On April 9th I spoke with the Managing Director of Redbus, Clifford Stanford
http://en.wikipedia.org/wiki/Cliff_Stanford and he affirmed that there had been some criticism about the termination of the tournament, and that he would therefore be arranging a play off between Lalic and myself. This became scheduled for late July, and I succeeded in winning it.

In the May edition of The British Chess Magazine there was also a report on the Redbus event including a mention of the intended play off.
And there was the welcome announcement that Chandler was giving up his position as Managing Editor because he (once ranked in the world top twenty) wanted to resume a playing career. In his report on the Bermuda event from the previous BCM he noted that: being so tournament-rusty, my own play was patchy at the start, but by the end I was enjoying the chess, and the company, enormously. It seems that it was competing there that revivified him back into top chess once more. In December 1999, he was to be one of the outstanding performers for England at the European Team Championships.
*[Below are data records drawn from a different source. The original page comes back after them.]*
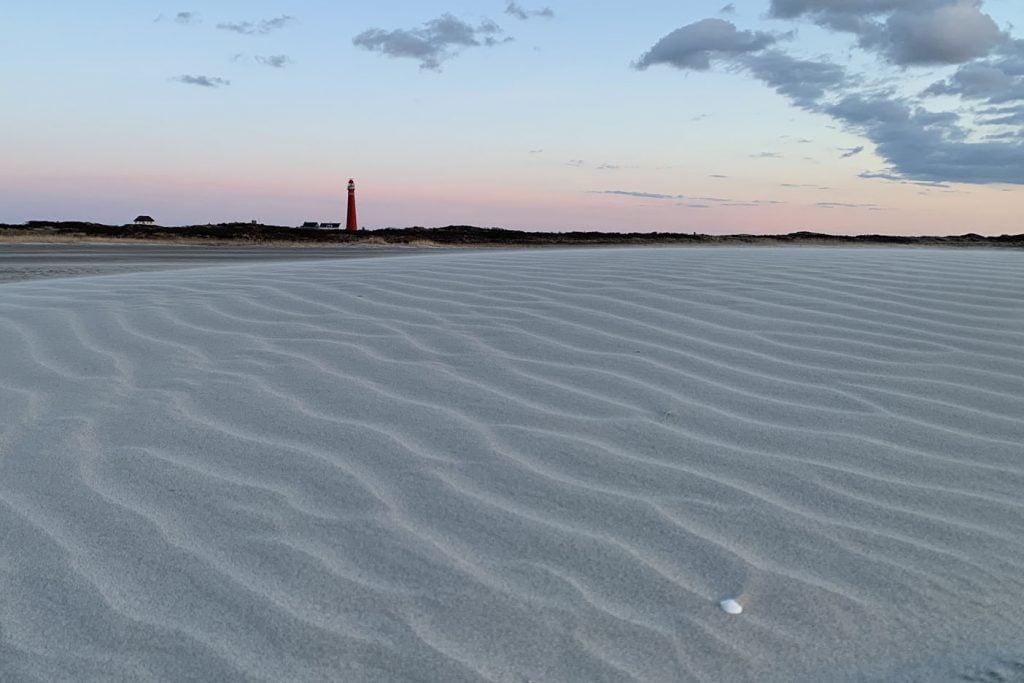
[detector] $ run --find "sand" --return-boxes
[0,248,1024,682]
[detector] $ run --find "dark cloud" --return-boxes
[635,18,778,71]
[824,95,1024,184]
[981,104,1024,126]
[171,75,231,88]
[505,1,555,22]
[256,54,292,69]
[770,0,1007,66]
[636,6,1024,184]
[352,13,511,71]
[217,14,295,36]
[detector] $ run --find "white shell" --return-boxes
[718,598,743,614]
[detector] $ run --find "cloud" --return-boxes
[634,18,777,71]
[884,0,1004,65]
[171,75,231,88]
[635,6,1024,184]
[154,12,203,26]
[814,202,882,211]
[256,54,292,69]
[591,189,686,200]
[922,61,1024,104]
[825,94,1024,184]
[769,0,1007,66]
[505,0,555,22]
[217,14,295,36]
[738,50,847,108]
[352,13,511,71]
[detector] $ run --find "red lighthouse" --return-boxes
[345,178,359,232]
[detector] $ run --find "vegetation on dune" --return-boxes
[0,220,1024,248]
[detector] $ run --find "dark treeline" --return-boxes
[0,220,1024,248]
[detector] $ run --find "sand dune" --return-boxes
[0,248,1024,682]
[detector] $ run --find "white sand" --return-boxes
[0,248,1024,682]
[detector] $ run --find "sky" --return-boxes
[0,0,1024,234]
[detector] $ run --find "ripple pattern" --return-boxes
[0,248,1024,683]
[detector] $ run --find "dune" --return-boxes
[0,248,1024,682]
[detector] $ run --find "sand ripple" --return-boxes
[0,249,1024,681]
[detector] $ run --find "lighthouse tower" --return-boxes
[345,178,359,232]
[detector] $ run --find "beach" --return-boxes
[0,246,1024,683]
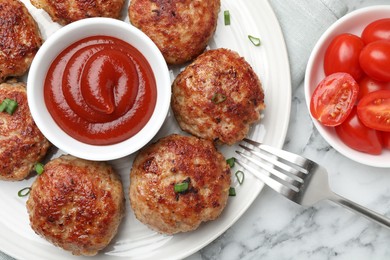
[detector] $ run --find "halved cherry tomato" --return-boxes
[382,132,390,149]
[310,72,359,126]
[357,90,390,132]
[362,18,390,44]
[335,107,382,155]
[358,76,390,102]
[359,40,390,82]
[324,33,364,81]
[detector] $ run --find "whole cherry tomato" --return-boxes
[362,18,390,44]
[359,40,390,82]
[310,72,359,126]
[324,33,364,81]
[335,107,382,155]
[357,90,390,132]
[358,76,390,101]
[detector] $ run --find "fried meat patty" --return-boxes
[129,134,230,234]
[31,0,125,25]
[171,48,265,144]
[129,0,220,64]
[27,155,125,255]
[0,82,50,181]
[0,0,42,83]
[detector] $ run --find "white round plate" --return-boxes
[305,5,390,167]
[0,0,291,260]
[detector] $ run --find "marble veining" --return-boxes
[187,0,390,260]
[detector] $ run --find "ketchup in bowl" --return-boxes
[44,36,157,145]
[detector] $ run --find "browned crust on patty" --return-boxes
[0,83,50,181]
[31,0,125,25]
[129,0,220,64]
[27,155,124,255]
[0,0,42,82]
[171,48,265,144]
[129,134,230,234]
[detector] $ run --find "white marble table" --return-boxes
[0,0,390,260]
[188,0,390,260]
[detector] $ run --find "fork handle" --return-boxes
[328,193,390,228]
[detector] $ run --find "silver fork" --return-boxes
[236,139,390,228]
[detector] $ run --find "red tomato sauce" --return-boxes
[44,36,157,145]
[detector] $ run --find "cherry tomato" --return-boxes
[335,107,382,155]
[362,18,390,44]
[324,33,364,81]
[382,132,390,149]
[358,76,390,101]
[357,90,390,132]
[310,72,359,126]
[359,40,390,81]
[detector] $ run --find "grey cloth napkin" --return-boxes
[0,0,347,260]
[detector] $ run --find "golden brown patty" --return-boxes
[31,0,124,25]
[130,134,230,234]
[129,0,220,64]
[171,49,265,144]
[0,83,50,181]
[27,155,124,255]
[0,0,42,83]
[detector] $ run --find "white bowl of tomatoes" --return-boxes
[305,5,390,167]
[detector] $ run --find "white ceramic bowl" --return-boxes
[305,5,390,167]
[27,18,171,161]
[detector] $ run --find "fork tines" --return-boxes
[236,138,308,195]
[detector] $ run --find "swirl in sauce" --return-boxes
[44,36,157,145]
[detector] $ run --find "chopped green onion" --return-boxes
[223,10,230,25]
[229,187,236,196]
[248,35,261,46]
[0,98,18,115]
[18,187,31,197]
[236,171,245,185]
[226,157,236,168]
[211,92,226,104]
[174,182,189,193]
[34,163,45,175]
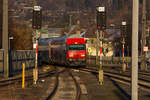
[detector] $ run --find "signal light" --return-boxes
[32,6,42,29]
[97,7,106,30]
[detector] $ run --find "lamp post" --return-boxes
[9,37,14,50]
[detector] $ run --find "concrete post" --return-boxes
[2,0,9,78]
[131,0,139,100]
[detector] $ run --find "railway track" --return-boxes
[0,65,55,87]
[45,69,81,100]
[79,68,150,92]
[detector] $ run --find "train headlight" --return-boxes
[69,53,73,57]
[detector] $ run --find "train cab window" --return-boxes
[68,45,86,50]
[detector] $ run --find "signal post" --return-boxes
[32,6,42,85]
[96,7,106,85]
[121,21,127,72]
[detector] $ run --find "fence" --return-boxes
[0,50,4,74]
[9,50,35,75]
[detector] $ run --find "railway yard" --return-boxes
[0,62,150,100]
[0,0,150,100]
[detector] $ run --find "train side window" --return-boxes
[91,40,93,44]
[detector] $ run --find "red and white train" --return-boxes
[39,34,86,66]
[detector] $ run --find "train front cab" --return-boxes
[66,38,86,66]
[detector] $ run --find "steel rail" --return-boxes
[79,68,150,92]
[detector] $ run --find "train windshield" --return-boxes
[68,45,86,50]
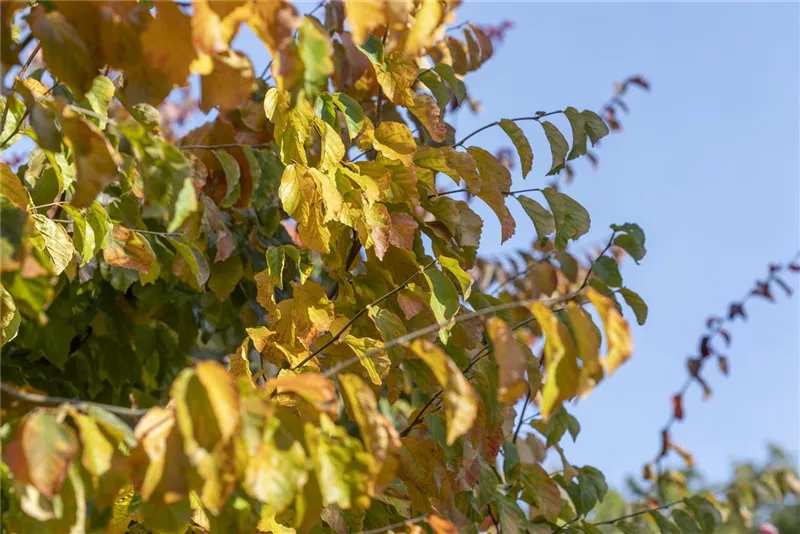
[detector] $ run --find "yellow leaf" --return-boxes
[531,302,580,421]
[264,372,336,415]
[339,374,402,496]
[567,302,603,397]
[405,0,445,57]
[103,225,154,274]
[200,50,255,113]
[486,317,528,404]
[408,93,447,143]
[374,121,417,167]
[28,5,96,95]
[468,146,516,242]
[0,162,30,209]
[139,2,197,85]
[410,339,478,445]
[586,287,633,376]
[61,109,122,208]
[228,337,253,385]
[345,0,414,44]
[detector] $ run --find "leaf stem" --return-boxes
[292,260,437,371]
[453,109,564,148]
[0,382,147,423]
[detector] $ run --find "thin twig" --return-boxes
[592,501,683,527]
[453,109,564,148]
[514,388,531,443]
[0,43,42,138]
[178,143,270,150]
[356,514,428,534]
[0,382,147,423]
[292,260,437,370]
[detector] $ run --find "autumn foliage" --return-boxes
[0,0,794,534]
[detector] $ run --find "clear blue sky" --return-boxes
[7,0,800,494]
[440,1,800,490]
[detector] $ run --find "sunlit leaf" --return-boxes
[411,339,478,445]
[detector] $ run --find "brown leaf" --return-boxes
[200,50,255,113]
[103,225,154,274]
[3,411,78,499]
[672,395,683,421]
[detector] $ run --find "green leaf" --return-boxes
[208,256,243,300]
[542,187,591,250]
[614,521,653,534]
[423,269,459,343]
[611,223,647,264]
[167,237,210,288]
[82,76,116,130]
[62,204,98,267]
[581,109,608,146]
[541,121,569,176]
[515,195,556,239]
[214,150,242,208]
[500,119,533,178]
[167,178,198,232]
[619,287,647,325]
[305,414,372,508]
[0,285,21,347]
[592,256,622,287]
[650,510,681,534]
[32,213,74,274]
[564,106,586,160]
[0,162,30,209]
[684,495,722,534]
[297,17,333,102]
[418,69,451,110]
[439,256,474,300]
[86,200,114,250]
[433,63,467,104]
[333,93,369,141]
[672,509,702,534]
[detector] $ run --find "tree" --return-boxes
[0,0,799,534]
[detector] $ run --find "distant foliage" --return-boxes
[0,0,792,534]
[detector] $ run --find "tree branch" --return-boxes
[292,260,437,371]
[453,109,564,148]
[0,382,147,423]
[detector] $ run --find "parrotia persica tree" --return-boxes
[0,0,796,534]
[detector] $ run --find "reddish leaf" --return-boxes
[672,394,683,421]
[774,276,793,296]
[686,358,702,378]
[751,282,775,302]
[717,355,728,376]
[700,336,714,358]
[728,302,747,321]
[658,428,670,458]
[719,328,731,347]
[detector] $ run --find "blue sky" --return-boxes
[4,1,800,492]
[440,1,800,484]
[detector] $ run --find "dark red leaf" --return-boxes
[625,76,650,91]
[719,328,731,347]
[751,282,775,302]
[728,302,747,321]
[672,395,683,421]
[717,355,728,376]
[686,358,702,378]
[700,336,714,358]
[658,428,670,458]
[774,276,793,296]
[694,376,711,400]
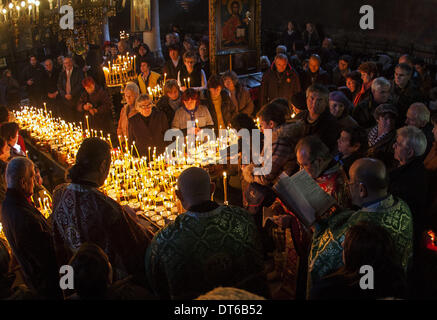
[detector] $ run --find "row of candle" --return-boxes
[15,107,237,228]
[103,53,137,87]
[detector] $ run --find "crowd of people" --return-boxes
[0,21,437,299]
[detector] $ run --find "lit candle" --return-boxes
[223,171,228,206]
[85,115,90,131]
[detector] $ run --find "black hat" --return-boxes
[291,92,307,110]
[373,103,399,120]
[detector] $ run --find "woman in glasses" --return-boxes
[128,94,168,156]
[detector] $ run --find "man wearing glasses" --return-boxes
[128,94,168,156]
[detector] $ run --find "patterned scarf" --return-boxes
[368,126,389,147]
[182,104,199,121]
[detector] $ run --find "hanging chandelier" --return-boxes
[0,0,41,24]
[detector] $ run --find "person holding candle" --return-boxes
[128,94,169,156]
[58,57,83,122]
[172,88,214,134]
[156,79,182,127]
[146,167,269,299]
[0,137,10,204]
[0,122,26,159]
[117,81,140,137]
[21,55,43,106]
[177,51,207,91]
[202,75,238,132]
[52,137,150,280]
[77,77,114,133]
[1,157,63,299]
[222,71,255,116]
[136,59,161,94]
[162,44,183,80]
[42,59,60,115]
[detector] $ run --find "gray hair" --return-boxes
[408,102,431,127]
[164,79,179,95]
[295,136,331,161]
[305,83,329,103]
[6,157,34,188]
[372,77,391,92]
[397,126,427,157]
[124,81,140,96]
[135,93,152,106]
[275,53,288,62]
[276,44,287,53]
[222,70,238,86]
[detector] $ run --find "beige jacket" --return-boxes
[117,104,138,138]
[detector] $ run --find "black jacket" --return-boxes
[389,157,429,222]
[300,68,331,91]
[21,63,43,99]
[128,108,169,156]
[156,95,176,127]
[42,67,59,99]
[1,189,62,299]
[162,57,184,80]
[352,94,379,129]
[260,64,301,106]
[367,130,396,168]
[58,67,83,105]
[201,89,237,130]
[302,108,340,153]
[391,80,425,128]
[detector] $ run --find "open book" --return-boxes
[263,170,336,227]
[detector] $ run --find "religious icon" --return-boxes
[131,0,152,32]
[222,0,250,47]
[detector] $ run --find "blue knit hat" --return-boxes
[329,91,352,111]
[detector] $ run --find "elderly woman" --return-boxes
[222,71,254,116]
[367,104,398,168]
[77,77,113,133]
[52,137,151,281]
[117,82,140,137]
[389,126,429,235]
[353,61,378,106]
[346,71,363,101]
[129,94,169,156]
[172,88,214,133]
[329,91,358,129]
[352,77,391,129]
[178,51,207,91]
[156,79,182,126]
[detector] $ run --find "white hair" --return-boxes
[408,102,431,127]
[397,126,427,157]
[124,81,140,96]
[6,157,34,188]
[372,77,391,92]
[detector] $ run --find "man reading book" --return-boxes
[307,158,413,292]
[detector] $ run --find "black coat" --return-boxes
[128,108,169,156]
[389,157,429,223]
[201,89,237,131]
[21,63,43,102]
[156,95,176,127]
[58,67,83,102]
[391,80,425,128]
[367,130,396,168]
[302,108,341,153]
[1,189,62,299]
[300,68,331,91]
[42,67,59,99]
[282,30,302,52]
[162,57,184,80]
[352,94,379,129]
[260,65,301,106]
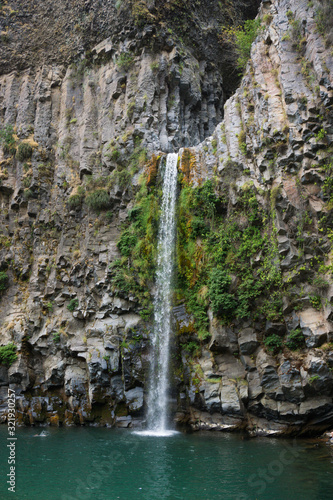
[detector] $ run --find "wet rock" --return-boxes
[238,328,259,355]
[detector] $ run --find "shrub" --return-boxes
[67,299,79,312]
[315,0,333,47]
[85,189,110,211]
[117,229,138,257]
[67,194,83,208]
[264,333,283,353]
[0,271,8,291]
[16,142,32,161]
[0,342,17,366]
[208,269,237,316]
[309,295,322,311]
[0,125,15,154]
[235,19,261,71]
[53,332,60,344]
[286,328,305,351]
[116,52,134,71]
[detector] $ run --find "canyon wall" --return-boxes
[0,0,333,434]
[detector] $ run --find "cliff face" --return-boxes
[0,0,333,433]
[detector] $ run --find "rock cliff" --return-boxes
[0,0,333,434]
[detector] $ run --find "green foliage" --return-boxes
[116,52,134,71]
[67,193,84,208]
[315,0,333,47]
[111,174,160,312]
[117,229,138,257]
[264,333,283,354]
[0,125,16,155]
[235,19,262,71]
[16,142,32,161]
[285,328,305,351]
[67,299,79,312]
[0,342,17,366]
[309,295,322,311]
[208,268,237,316]
[181,341,200,357]
[0,271,8,292]
[85,189,110,212]
[177,176,283,338]
[309,375,320,384]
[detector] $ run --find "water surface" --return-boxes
[0,426,333,500]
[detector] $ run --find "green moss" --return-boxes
[111,170,161,314]
[177,176,283,338]
[116,52,134,72]
[0,342,17,366]
[67,299,79,312]
[0,271,8,292]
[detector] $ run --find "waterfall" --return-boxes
[137,153,178,436]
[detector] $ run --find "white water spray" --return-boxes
[140,153,178,436]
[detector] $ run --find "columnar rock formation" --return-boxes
[0,0,333,433]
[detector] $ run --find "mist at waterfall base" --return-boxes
[137,153,178,437]
[0,426,333,500]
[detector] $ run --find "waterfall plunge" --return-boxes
[136,153,178,436]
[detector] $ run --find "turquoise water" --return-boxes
[0,426,333,500]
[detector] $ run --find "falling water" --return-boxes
[138,154,178,436]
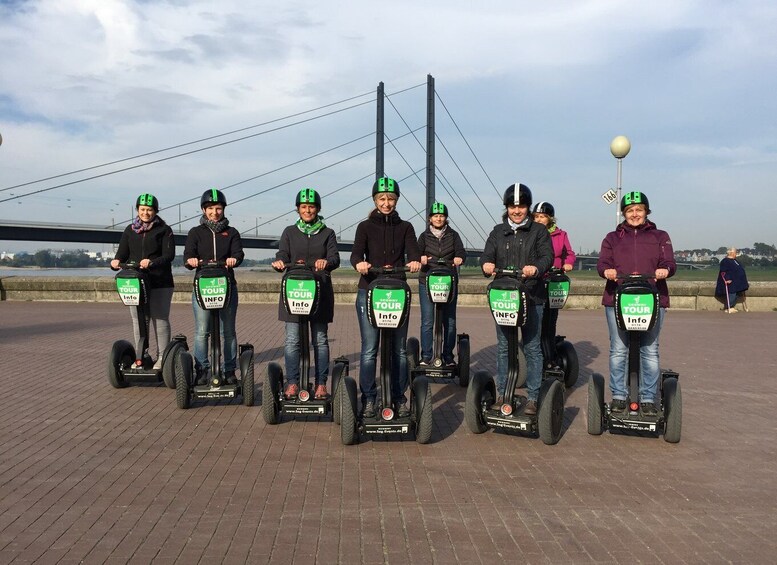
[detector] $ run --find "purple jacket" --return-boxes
[550,227,577,269]
[596,220,677,308]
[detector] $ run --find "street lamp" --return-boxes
[610,135,631,228]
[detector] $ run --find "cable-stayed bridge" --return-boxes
[0,76,501,255]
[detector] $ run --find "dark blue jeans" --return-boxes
[283,322,329,385]
[418,282,459,363]
[356,288,408,405]
[496,304,544,400]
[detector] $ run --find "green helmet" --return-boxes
[294,188,321,210]
[135,192,159,212]
[372,177,399,198]
[200,188,227,208]
[621,190,650,214]
[429,202,448,218]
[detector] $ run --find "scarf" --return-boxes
[507,215,529,231]
[132,216,159,233]
[296,216,326,235]
[200,214,229,233]
[429,224,448,239]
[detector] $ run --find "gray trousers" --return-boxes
[129,287,173,359]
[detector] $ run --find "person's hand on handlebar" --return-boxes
[521,265,539,278]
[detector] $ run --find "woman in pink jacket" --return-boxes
[532,202,576,342]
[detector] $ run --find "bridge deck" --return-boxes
[0,302,777,564]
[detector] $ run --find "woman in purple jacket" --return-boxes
[596,191,677,416]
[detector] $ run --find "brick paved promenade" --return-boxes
[0,302,777,564]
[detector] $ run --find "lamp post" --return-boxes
[610,135,631,227]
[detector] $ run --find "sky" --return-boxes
[0,0,777,253]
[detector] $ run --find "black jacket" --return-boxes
[480,218,553,304]
[418,226,467,284]
[275,225,340,324]
[113,216,175,288]
[183,224,245,283]
[351,209,421,289]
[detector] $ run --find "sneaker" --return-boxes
[639,402,658,416]
[283,383,299,398]
[610,398,629,414]
[197,367,210,386]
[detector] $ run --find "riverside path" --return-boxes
[0,302,777,564]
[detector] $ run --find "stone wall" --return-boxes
[0,271,777,312]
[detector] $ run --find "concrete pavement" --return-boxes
[0,302,777,564]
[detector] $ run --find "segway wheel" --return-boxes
[662,377,683,443]
[108,339,135,388]
[335,376,357,445]
[410,377,434,443]
[162,341,186,389]
[262,363,283,425]
[240,349,254,406]
[515,343,529,388]
[558,340,580,388]
[537,379,564,445]
[175,351,194,410]
[405,337,421,374]
[588,373,604,436]
[332,363,345,425]
[457,334,469,387]
[464,371,496,434]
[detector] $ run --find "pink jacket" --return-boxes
[550,227,577,269]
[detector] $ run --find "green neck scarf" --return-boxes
[297,216,326,235]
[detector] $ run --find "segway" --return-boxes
[588,274,683,443]
[175,261,254,409]
[464,269,564,445]
[262,261,349,424]
[541,268,580,388]
[108,262,188,388]
[335,266,433,445]
[407,260,469,387]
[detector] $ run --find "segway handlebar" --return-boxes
[273,259,316,273]
[111,261,141,271]
[368,265,410,275]
[183,259,232,270]
[483,269,539,280]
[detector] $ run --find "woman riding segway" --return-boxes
[418,202,466,366]
[183,188,245,385]
[272,188,340,400]
[350,177,421,418]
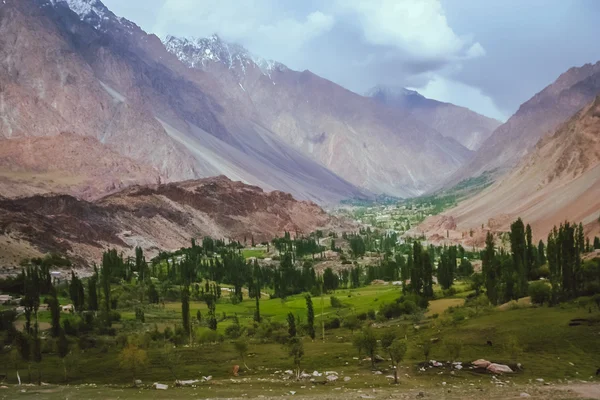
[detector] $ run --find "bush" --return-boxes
[367,309,375,321]
[200,329,223,344]
[325,317,341,330]
[329,296,344,308]
[225,324,242,339]
[356,313,369,321]
[529,281,552,305]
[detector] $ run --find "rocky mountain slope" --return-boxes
[0,133,161,200]
[0,0,365,203]
[366,86,502,151]
[419,96,600,239]
[447,62,600,186]
[0,176,346,265]
[164,36,471,196]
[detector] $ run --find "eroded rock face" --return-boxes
[0,176,347,264]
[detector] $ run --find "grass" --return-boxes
[5,285,600,398]
[242,249,265,258]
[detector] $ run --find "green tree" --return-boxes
[353,326,377,369]
[46,287,61,337]
[381,339,407,385]
[305,294,315,340]
[88,272,98,311]
[233,338,250,370]
[287,336,304,379]
[181,285,192,337]
[119,343,148,386]
[481,232,498,305]
[287,312,296,337]
[56,329,70,382]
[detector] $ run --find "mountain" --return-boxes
[0,0,369,203]
[0,133,161,200]
[366,86,501,151]
[164,35,471,196]
[446,62,600,186]
[0,176,346,265]
[420,96,600,239]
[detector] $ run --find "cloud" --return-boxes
[336,0,485,61]
[153,0,335,56]
[411,75,508,122]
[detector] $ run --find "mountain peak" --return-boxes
[162,33,286,77]
[49,0,135,31]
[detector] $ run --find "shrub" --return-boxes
[367,309,375,321]
[529,281,552,305]
[325,317,341,330]
[200,329,223,344]
[329,296,344,308]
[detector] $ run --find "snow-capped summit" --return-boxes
[50,0,135,31]
[163,34,286,78]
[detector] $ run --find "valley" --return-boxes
[0,0,600,400]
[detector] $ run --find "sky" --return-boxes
[103,0,600,121]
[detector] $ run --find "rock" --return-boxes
[175,379,200,386]
[487,363,514,374]
[471,358,491,368]
[152,382,169,390]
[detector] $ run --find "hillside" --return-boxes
[420,97,600,239]
[446,62,600,187]
[367,86,501,151]
[0,0,368,203]
[0,176,342,266]
[0,133,161,200]
[165,35,471,196]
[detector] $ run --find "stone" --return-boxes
[471,358,491,368]
[152,382,169,390]
[487,363,514,374]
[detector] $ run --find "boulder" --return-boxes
[152,382,169,390]
[471,358,491,368]
[175,379,200,386]
[487,363,514,374]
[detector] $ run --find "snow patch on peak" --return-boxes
[366,85,423,98]
[162,34,286,78]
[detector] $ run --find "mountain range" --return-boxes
[0,0,600,258]
[0,0,496,204]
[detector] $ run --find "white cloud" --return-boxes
[411,75,507,122]
[336,0,485,61]
[153,0,335,57]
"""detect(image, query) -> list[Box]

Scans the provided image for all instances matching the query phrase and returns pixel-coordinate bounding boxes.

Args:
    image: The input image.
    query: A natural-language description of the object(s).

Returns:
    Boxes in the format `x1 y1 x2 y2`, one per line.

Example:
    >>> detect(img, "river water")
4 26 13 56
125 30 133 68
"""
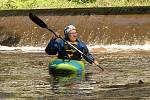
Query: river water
0 9 150 100
0 49 150 100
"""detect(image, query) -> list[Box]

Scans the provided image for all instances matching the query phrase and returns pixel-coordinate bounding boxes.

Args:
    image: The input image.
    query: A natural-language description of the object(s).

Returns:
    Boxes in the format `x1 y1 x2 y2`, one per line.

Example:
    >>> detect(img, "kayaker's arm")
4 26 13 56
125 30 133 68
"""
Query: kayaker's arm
45 38 58 55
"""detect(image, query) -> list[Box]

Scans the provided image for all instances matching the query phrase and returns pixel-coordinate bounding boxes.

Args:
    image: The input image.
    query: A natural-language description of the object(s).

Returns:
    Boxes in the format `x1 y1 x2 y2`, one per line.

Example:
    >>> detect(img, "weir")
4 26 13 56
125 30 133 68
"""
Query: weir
0 7 150 47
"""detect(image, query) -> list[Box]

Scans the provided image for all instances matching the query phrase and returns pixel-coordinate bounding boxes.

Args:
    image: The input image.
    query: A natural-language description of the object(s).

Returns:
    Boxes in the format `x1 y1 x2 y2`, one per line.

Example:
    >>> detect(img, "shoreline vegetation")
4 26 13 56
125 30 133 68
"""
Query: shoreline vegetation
0 0 150 10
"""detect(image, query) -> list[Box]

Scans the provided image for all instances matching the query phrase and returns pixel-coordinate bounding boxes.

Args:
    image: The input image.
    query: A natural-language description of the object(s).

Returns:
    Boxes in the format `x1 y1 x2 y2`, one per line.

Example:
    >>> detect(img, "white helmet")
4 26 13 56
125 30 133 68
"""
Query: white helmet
64 25 76 36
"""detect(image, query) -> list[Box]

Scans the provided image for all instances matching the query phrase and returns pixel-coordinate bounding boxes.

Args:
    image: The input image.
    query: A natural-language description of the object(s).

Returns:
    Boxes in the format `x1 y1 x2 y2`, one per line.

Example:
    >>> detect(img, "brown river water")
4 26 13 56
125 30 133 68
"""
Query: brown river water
0 8 150 100
0 51 150 100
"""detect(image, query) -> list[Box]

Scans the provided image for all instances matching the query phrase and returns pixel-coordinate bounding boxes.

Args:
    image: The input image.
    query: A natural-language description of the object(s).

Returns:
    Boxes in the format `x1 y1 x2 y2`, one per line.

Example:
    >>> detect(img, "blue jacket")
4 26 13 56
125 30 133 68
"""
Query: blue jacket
45 38 94 64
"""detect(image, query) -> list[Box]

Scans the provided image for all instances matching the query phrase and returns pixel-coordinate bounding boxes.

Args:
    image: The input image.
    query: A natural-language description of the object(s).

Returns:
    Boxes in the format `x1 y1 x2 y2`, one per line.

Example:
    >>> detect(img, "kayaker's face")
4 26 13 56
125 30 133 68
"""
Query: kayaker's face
68 30 78 42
My invitation to compete in the Southend event had arrived at the beginning of the year with an accompanying company profile stating how Cliff Stanford, the founder of Demon Internet, had sold the company off at enormous profit, and had now set up Redbus as, essentially, a venture capital organisation. Cliff said that he preferred to think of himself as an "adventure capitalist." So I thought of Redbus for the financing of my expedition to locate the giant octopus off the Bermuda coast.

During our aforementioned conversation of April 9th 1999, I gave him an outline of the project, and we met on April 28th to discuss it. This resulted on May 10th, in my receiving the good news that he would advance some of his own money to support the venture.
In late 1998, Sean Ingham revealed to me that he was planning to go back into crab fishing off the Bermuda coast, after an absence of over a decade.
... ... ...
After the publication of Coincidences some people were not so struck by the claimed similarity between myself and Seiffert in the photographs which appear accompanying point (2) of the Narrative, Epilogues and Appendices 
http://james-plasketts-coincidence-diary.blogspot.com/2006/03/part-two-narrative-epilogues-and.html
As people in 1988 had actually gasped at the likeness, I felt it encumbent upon me to seek better photos of myself from that period to make it clearer. In this hope, in 2001 I contacted Francis Bowers, a Lincolnshire chess supplier, and asked if he could locate a copy of a chess magazine from early 1987 which I knew contained a picture of myself. In September 2001 this arrived in the post, but it turned out that he had made an error.
Rather than sending me the issue containing a picture of myself (June 1987) he had in fact sent me one of February 1987 which contained a picture of Bobby Fischer.

This was in an article by GM Eddie Gufeld in which he reminisced about the Fischer he knew. He mentioned a joke that he and other GMs had played on Fischer in 1967 where Gufeld had constructed a very tricky position and all of the GMs had pretended that they had solved it easily.
Fischer puzzled over it for several minutes before spotting the win.



The win goes 1 Qf5+ g6 2 Qf6 and black is defenceless against a smothered queen sacrifice mate, not unlike the one in Phenomenon, with 3 Qg7+! Rxg7 4 Nf6 mate.

Later we located the picture of me in another mag, although there too the likeness with Seiffert is not so striking.